The trouble with Reno is that it's desert. There are no mosquitoes, but there's also not much foliage to hide in. Large plants don't grow without irrigation. The area around the airport is densely occupied, without much vacant land. Where was I going to camp?

(The Reno airport is a small one where the secure areas close at night, so I wasn't comfortable sleeping at the airport.)

I turned to Google Earth to find some potential sites (actually, Google Maps, since I find it easier to use). I focused on the location above, just a short walk from the airport terminal. (Here is the Google Maps link.) It appeared to be landscaping in the unused median between roadways. If you compare this land to the size of the cars in the parking lot, you see that it's quite spacious. The surrounding neighborhood is industrial (no houses), so there's no reason for anyone to be passing through at night.

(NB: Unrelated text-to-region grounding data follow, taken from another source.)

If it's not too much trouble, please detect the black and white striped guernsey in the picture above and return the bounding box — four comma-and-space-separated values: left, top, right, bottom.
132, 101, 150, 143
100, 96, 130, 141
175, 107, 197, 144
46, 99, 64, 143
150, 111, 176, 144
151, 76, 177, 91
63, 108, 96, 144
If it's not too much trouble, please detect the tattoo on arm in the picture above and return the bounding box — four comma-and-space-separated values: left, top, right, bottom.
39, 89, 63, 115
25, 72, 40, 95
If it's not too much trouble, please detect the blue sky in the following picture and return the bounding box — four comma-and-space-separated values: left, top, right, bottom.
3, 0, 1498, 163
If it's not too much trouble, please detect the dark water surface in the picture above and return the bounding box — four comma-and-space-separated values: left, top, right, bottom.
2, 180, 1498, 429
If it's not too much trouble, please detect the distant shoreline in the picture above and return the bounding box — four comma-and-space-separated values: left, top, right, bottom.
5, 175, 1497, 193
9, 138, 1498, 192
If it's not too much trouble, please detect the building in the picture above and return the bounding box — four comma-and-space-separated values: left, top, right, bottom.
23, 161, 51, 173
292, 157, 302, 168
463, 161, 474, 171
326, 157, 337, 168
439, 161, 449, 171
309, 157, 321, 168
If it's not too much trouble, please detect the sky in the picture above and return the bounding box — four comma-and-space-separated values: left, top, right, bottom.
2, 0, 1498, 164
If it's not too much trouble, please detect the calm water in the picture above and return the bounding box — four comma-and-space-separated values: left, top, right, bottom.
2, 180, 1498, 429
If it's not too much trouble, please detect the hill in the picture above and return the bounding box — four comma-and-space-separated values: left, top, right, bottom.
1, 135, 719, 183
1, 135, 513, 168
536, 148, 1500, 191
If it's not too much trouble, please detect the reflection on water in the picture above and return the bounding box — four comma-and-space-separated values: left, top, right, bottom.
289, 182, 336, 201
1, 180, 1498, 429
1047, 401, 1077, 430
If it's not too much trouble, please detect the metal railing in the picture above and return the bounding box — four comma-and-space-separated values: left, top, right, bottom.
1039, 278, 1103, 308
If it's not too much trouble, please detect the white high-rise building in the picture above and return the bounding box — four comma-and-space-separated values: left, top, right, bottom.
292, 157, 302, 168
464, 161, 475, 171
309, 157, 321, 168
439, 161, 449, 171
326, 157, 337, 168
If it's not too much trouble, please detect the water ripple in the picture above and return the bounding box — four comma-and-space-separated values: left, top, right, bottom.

When I got there during the day, I found it was perfect! It was just as envisioned, with no telltale signs of other homeless people (i.e. no trash). I hid my sleeping bag in the bushes and then came back after midnight to set up camp (at the "X" in the photo). The greenery you see in the aerial photo was indeed irrigated trees and large bushes, and the only people I would expect to come here were grounds-keeping staff maintaining the irrigation. They would be visiting only during the day, so I felt secure there at night.

Landscaping can be a wonderful place to spend the night -- as long as you break camp before dawn. There's one concern, though: The sprinklers usually come on at night! I you choose a nice green lawn, you might find yourself irrigated sometime in the early morning hours. However, trees and bushes are usually irrigated by drip systems, and if you find the drip heads, you can avoid getting wet.

The only camping supplies I had were a tarp (for as a groundcover) and a mummy sleeping bag. I would have brought an air mattress had I wanted a sound night's sleep, but I only expected a few hours of "adequate" sleep before flying out in the morning. I had previously consulted the weather forecast and found that the nighttime temp would be in the 40s. In the absence of rain or high winds, this is fine sleeping weather! If you sleep in your clothes and a jacket, a mummy bag is adequate. (If the temp goes below freezing, you'd probably need two sleeping bags, and you'd want a tent if there was rain or snow in the forecast.)

It went without a hitch! I encountered no humans, got a few hours of adequate sleep (enough to maintain my sanity), then broke camp before dawn. No one knew I was there, which is the ideal circumstance. Yes, I was probably sleeping in a place I shouldn't (probably on airport land), but are police or airport security going to comb the bushes every night?

Compare my luxurious digs to the way the locals sleep in downtown Reno (taken on the same night)....
This campsite selection can only be regarded as stupid. Out in the open like that, you're a target for thieves and thugs. The thing that separates me from these people isn't money but brains. The worst place to be if you're homeless is Downtown Anywhere. Homeless life is always better in the suburbs or the edges of town, and the rent isn't any higher. Why, then, do the visible homeless always seem to gravitate downtown?

On possible theory: drugs. If you need access to booze or whatever your preferred drug may be, maybe downtown is the best place to find it. But drugs don't explain the phenomenon completely. I think homeless people, like humans everywhere, have a need for community and territory. They are attached to other people in their neighborhood -- and to their neighborhood itself -- and they're afraid of being alone or detaching themselves from familiar surroundings. How else do you explain homeless people remaining in a harsh environment like Manhattan or downtown Chicago?

If you're a homeless person with any capacity for logic, you're obviously going to migrate to where the weather and living conditions are best. The fact that someone hangs out downtown is a pretty good sign that their higher cognitive functions have broken down -- from drugs or mental illness -- and they have gone back to their animal instincts of sticking to the surroundings they know.

Since I'm suffering from neither drugs nor mental illness (to the best of my knowledge), I'm going to use all the resources at my disposal to find a safe and comfortable camping spot away from human contact. If others prefer to be miserable, that's their choice.

1 comment:

  1. I really enjoy your blog and the wealth of information contained within; thank you! Regarding why the homeless congregate in downtown skid row type places is due to their easy access to services such as free food, clothes, etc offered by the charities that also are clumped there plus many of the homeless don't have the means to reach the safer, cleaner areas. With that said though, I agree with you in that I would select the suburbs anytime over the inner city.